Prout : On prend le précédent court à contresens direct avec Auopssessed, simple gag loufoque et viscéralement introspectif, dans le sens propre du terme ! C’est fun, c’est gratuit, c’est sensu/sexuel, on rigole beaucoup tout autant qu’on peut être écœuré (si on est une petite personne fragile). Revivifiant !
LOVESICK
S.A.D.E : Drôle de voyage au cœur d'une sexualité extra-terrestre, Lovesick propose des plans très esthétiques de corps androgynes voire hermaphrodites dans un montage assez lent et énigmatique. Il y est visiblement question de rapports sexuels à distance, mais rien n'est sûr, peut-être que les deux corps mis en images sont en pleine masturbation solitaire. Les costumes et le maquillage sont tout à fait à mon goût, avec juste ce qu'il faut de réalisme pour qu'on y croie. La bande son, toute en nappes synthétiques, colle bien aux images pleines d'un érotisme déviant. Peut être un peu trop mystérieux dans ses intentions, ce court métrage n'en est pas moins réussi.

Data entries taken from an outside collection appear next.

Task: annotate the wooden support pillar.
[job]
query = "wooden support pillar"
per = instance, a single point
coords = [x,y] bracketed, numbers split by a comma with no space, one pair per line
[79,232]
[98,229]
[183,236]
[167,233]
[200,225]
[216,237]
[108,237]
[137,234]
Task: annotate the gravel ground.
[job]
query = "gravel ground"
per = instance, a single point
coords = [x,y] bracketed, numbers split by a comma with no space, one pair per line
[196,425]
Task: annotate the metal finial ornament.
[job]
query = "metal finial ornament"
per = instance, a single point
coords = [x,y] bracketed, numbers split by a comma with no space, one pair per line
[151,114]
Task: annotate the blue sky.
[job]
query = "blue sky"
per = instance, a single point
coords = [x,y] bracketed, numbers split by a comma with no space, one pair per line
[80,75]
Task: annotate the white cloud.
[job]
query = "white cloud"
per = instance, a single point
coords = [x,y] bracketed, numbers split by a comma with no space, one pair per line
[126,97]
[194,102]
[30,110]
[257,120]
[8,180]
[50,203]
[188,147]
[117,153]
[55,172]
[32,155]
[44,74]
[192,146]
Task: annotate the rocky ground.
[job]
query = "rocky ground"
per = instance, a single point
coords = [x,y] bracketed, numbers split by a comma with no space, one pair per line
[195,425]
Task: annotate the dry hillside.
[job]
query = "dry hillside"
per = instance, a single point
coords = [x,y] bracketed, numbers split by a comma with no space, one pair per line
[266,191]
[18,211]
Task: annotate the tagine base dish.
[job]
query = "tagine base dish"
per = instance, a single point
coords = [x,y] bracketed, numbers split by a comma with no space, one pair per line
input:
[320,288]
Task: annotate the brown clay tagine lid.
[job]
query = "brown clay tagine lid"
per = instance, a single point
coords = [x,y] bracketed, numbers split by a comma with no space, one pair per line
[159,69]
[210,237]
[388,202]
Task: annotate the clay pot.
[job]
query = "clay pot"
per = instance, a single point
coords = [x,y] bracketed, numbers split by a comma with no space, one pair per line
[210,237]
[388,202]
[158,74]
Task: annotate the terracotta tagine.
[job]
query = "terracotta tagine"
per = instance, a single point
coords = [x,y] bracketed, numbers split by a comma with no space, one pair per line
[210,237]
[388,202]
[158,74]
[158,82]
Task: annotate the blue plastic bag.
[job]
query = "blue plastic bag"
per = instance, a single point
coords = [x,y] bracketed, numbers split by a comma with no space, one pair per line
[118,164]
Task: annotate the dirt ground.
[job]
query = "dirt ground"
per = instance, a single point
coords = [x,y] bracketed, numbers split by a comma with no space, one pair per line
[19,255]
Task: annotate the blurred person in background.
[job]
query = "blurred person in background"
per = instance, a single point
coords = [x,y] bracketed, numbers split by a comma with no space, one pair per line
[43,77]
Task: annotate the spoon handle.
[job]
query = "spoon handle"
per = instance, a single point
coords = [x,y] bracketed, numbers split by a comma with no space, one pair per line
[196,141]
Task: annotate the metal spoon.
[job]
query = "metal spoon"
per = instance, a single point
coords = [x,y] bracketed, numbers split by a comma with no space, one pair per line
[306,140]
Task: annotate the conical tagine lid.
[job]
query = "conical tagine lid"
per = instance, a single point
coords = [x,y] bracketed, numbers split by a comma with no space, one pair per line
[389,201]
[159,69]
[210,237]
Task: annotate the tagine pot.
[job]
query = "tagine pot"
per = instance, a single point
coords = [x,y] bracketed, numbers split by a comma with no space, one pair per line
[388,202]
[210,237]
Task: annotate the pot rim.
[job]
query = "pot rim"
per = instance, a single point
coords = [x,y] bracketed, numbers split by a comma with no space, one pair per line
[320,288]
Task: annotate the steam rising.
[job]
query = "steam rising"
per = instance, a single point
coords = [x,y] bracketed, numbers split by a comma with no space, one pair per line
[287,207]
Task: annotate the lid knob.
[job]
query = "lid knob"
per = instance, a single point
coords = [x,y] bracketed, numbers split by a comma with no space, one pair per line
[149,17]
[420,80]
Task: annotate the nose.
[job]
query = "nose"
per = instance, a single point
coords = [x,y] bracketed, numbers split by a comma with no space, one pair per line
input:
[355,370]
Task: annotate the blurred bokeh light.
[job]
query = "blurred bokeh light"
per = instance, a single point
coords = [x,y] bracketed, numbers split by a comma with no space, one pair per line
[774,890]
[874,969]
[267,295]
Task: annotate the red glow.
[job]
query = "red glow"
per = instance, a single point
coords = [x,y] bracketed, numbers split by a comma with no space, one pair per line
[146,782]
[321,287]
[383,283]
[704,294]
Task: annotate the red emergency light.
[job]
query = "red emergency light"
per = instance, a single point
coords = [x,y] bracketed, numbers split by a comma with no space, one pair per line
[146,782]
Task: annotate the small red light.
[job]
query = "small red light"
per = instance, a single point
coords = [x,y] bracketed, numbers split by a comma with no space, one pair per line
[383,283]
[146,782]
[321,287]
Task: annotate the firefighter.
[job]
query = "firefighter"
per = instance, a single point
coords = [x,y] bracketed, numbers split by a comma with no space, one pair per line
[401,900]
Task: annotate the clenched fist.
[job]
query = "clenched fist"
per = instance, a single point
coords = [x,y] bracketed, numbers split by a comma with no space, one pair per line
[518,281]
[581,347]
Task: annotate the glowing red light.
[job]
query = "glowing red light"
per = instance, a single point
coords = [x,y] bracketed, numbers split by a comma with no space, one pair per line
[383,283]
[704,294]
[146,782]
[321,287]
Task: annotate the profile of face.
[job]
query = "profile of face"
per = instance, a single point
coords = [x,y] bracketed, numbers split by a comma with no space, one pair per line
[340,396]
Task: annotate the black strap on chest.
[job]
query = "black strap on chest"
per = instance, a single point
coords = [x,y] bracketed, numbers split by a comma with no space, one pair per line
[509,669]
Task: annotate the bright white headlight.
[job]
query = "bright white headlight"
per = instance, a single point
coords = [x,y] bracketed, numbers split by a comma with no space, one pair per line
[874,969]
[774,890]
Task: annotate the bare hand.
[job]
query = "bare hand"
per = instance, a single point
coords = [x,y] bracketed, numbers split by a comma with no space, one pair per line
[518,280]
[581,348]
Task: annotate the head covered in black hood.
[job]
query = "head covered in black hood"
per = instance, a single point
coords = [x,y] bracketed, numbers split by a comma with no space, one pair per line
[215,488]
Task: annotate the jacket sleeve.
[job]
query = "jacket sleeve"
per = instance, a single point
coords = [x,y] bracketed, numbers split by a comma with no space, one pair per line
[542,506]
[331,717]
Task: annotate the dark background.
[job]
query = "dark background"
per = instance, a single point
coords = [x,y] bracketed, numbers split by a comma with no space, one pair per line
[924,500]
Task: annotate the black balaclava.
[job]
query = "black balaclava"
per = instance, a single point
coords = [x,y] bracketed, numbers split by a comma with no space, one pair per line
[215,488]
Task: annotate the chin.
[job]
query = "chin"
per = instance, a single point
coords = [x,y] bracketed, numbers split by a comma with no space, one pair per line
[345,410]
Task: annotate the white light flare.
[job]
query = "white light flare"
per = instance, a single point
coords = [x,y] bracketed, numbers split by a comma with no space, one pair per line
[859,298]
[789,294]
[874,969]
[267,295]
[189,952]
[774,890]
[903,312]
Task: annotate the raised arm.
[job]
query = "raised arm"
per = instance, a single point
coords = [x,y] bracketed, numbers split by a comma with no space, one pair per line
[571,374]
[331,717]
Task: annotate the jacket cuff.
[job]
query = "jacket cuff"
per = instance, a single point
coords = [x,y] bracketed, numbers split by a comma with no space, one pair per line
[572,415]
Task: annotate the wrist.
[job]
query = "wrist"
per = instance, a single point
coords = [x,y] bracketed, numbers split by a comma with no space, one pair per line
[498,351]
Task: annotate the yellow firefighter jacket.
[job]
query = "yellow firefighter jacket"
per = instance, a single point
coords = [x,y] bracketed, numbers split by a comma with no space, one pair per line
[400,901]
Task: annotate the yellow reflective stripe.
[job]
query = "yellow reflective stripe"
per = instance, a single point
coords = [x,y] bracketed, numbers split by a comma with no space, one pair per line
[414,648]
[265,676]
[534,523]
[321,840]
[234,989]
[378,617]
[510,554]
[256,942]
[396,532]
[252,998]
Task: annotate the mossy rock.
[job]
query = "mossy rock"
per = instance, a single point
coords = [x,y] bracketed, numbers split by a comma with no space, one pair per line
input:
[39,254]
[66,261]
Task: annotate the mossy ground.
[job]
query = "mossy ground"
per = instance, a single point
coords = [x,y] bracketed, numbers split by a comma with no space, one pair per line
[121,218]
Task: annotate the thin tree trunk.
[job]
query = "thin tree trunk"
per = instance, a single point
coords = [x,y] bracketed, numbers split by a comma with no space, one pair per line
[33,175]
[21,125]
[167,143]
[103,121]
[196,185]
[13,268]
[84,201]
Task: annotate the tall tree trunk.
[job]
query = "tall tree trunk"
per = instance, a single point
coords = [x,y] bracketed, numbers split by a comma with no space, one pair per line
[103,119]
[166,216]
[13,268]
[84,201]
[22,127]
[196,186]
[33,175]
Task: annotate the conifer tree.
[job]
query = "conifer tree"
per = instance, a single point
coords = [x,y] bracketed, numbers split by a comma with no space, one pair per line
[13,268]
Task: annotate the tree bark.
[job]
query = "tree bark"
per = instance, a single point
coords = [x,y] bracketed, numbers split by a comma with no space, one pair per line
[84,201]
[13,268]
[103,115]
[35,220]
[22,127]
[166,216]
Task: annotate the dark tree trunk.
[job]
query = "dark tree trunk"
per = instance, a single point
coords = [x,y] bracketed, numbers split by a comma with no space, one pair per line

Prout : Parfois je me dis que certains réalisateurs ne sont pas intéressés par le cinéma, mais juste par le support et la liberté visuelle qu’il propose. Deux aliens qui se tripotent chacun de leur côté pendant 8 min avec un fond sonore bruitiste et frisant l’apocalypse. Faut aimer ça. Sans doute un court très intéressant pour un plasticien ou quelqu’un de sensible à l’esthétique post-moderne (je sais même pas si ça existe).
MUIL
S.A.D.E : Muil, en flamand signifie mâchoire. Et c'est l'objet des fantasmes de Richard : les grosses mâchoires, celles des requins, des hippopotames, des T-Rex et de toutes les bêtes fantastiques munies d'un orifice buccal rempli de dents. Parce que Richard ne veut pas se faire sucer, non, il fantasme à l'idée de se faire manger. Et, pendant qu'il lutte dans sa vie quotidienne à la recherche d'un plaisir sexuel qu'il ne parvient pas à atteindre, le voilà qui entre en contact avec Max, qui partage les mêmes pulsions et lui propose de réaliser son fantasme. La tension vient d'un hors-champ brillamment assumé et parfaitement amené : de la bête censée manger les hommes on n'entendra que les sons, la seule mâchoire franchie sera celle de la porte où le monstre est reclus. Avec une ambiance vraiment réussie, de très bons acteurs, des images austères, mais travaillées, Muil est un petit bijou questionnant les déviances sexuelles.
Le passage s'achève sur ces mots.